Par
Laurent Pinsolle.
L'économiste américain Paul Krugman est sévère avec les pays
européens, dénonçant notamment l’échec du continent à répondre
efficacement à la crise financière. Et remettant en cause le
bien-fondé de la création de l'euro...
Mon collègue Kiwi, Edgar, qui
tient
le blog La lettre volée, a déniché une tribune de Paul
Krugman, prix Nobel d’économie 2008 (plus précisément, du prix
en mémoire d’Alfred Nobel).
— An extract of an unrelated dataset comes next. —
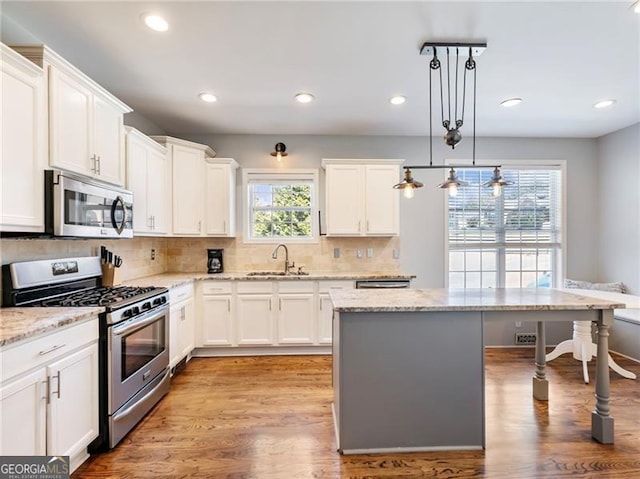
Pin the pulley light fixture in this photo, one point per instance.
(453, 98)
Une volée de bois vert pour les
dirigeants de l’Europe, gouvernements et BCE inclus.
Le constat du prix Nobel
d’économie
La critique d’un économiste américain à l’égard des dirigeants
européens paraîtra forcément suspecte aux yeux de beaucoup. Mais
Paul Krugman n’est pas un Américain comme les autres. Il passe
pour un dangereux gauchiste pour le parti républicain, voir
auprès de l’aile droite du parti démocrate. Il faut dire que
dans son dernier livre « L’Amérique que nous voulons », il prend
en exemple le système de santé Français, des propos à la limite
du communisme pour certains Américains…
La critique de Paul Krugman est extrêmement sévère. S’il
reconnaît que le système de protection sociale plus protecteur
permet d’amortir la crise, il dénonce « l’échec du continent à
répondre efficacement à la crise financière », « tant d’un point
de vue fiscal que monétaire ». il soutient que
l’Europe « affronte une crise aussi sévère que les Etats-Unis
mais qu’elle fait beaucoup moins pour combattre la récession ».
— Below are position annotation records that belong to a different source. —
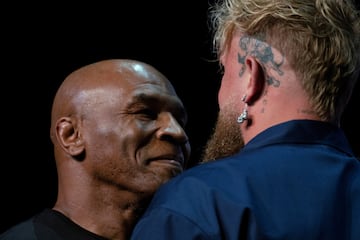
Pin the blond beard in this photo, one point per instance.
(226, 138)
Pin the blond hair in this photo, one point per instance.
(320, 39)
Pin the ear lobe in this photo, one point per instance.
(69, 137)
(256, 82)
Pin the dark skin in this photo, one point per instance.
(118, 133)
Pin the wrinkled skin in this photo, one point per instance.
(118, 133)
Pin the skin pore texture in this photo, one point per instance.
(118, 133)
(254, 75)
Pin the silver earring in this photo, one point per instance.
(243, 115)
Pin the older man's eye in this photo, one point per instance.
(147, 114)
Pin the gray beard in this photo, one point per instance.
(226, 138)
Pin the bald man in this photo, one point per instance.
(118, 132)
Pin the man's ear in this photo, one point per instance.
(256, 83)
(69, 137)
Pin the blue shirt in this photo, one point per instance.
(296, 180)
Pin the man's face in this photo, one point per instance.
(134, 133)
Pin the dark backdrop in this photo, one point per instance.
(42, 44)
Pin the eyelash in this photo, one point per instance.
(149, 114)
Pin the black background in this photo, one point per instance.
(42, 44)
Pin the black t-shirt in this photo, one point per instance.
(48, 225)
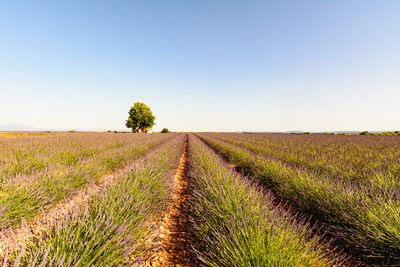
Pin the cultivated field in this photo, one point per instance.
(207, 199)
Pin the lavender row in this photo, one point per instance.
(365, 219)
(25, 195)
(233, 223)
(116, 226)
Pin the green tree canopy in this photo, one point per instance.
(140, 119)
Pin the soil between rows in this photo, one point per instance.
(174, 249)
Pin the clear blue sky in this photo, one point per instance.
(202, 65)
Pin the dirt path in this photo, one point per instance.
(174, 247)
(14, 240)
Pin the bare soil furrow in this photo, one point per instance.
(174, 250)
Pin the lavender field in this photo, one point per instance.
(199, 199)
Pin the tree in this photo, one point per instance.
(140, 119)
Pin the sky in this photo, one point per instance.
(202, 65)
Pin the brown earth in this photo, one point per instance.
(174, 237)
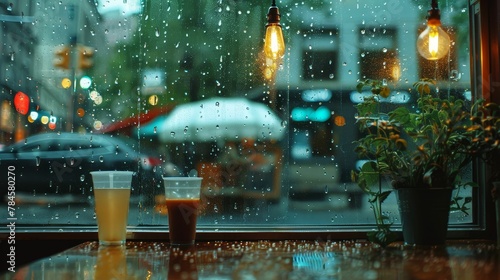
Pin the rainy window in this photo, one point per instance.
(176, 88)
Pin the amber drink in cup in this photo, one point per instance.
(112, 198)
(182, 196)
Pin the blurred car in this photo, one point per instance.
(57, 166)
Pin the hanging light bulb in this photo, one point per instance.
(274, 45)
(433, 43)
Il attaque la BCE, « lente à baisser les taux » au contraire de
la Fed.
Coïncidence amusante, la banque centrale Américaine a annoncé
hier un renforcement de son soutien à l’économie. Si elle ne
peut plus baisser ses taux d’intérêt, qui sont quasiment à zéro,
elle agit fortement sur les marchés. Elle a donc annoncé un
programme de rachat de 300 milliards de dollars de bons du
Trésor pour faciliter le financement de l’Etat fédéral et
pousser les taux longs à la baisse. Enfin, elle va racheter
jusqu’à 1250 milliards de titres adossés à des actifs
immobiliers pour fluidifier ce marché.
Pourquoi l’Europe n’est
pas à la hauteur
Son analyse des raisons de la timidité européenne est
particulièrement intéressante. Il dénonce les banquiers centraux
« qui n’ont pas du tout pris la mesure de la profondeur de la
crise » et attaque violemment le ministre des finances Allemand
dont il compare « les diatribes d’ignorant » à celles des
républicains, ce qui n’est pas peu dire pour lui. Paul Krugman
soutient que le problème de l’Europe est le décalage entre une
intégration économique très poussée et l’intégration politique.
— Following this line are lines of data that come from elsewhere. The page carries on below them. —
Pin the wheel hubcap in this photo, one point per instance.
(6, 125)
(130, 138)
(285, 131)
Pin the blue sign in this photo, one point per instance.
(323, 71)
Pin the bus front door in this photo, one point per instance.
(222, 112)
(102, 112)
On pourrait alors imaginer qu’il appelle à la constitution
rapide d’un gouvernement européen digne de ce nom pour traiter
les problèmes économiques actuels. Mais non, Paul Krugman
soutient en fait que c’est l’intégration économique qui est
allée trop loin. Il soutient notamment que la création de l’euro
a peut-être été une erreur dans la mesure où la seule solution
qu’elle permet à l’Espagne pour sortir de la crise est une
baisse des salaires (au lieu d’une dévaluation), ce qui n’est
pas acceptable.
Le constat du dernier prix Nobel d’économie, est un nouveau
soutien de poids aux idées des partisans de toujours d’une autre
politique, une nouvelle preuve de la pertinence du combat
enclenché par Philippe Séguin et Jean-Pierre Chevènement au
début des années 90.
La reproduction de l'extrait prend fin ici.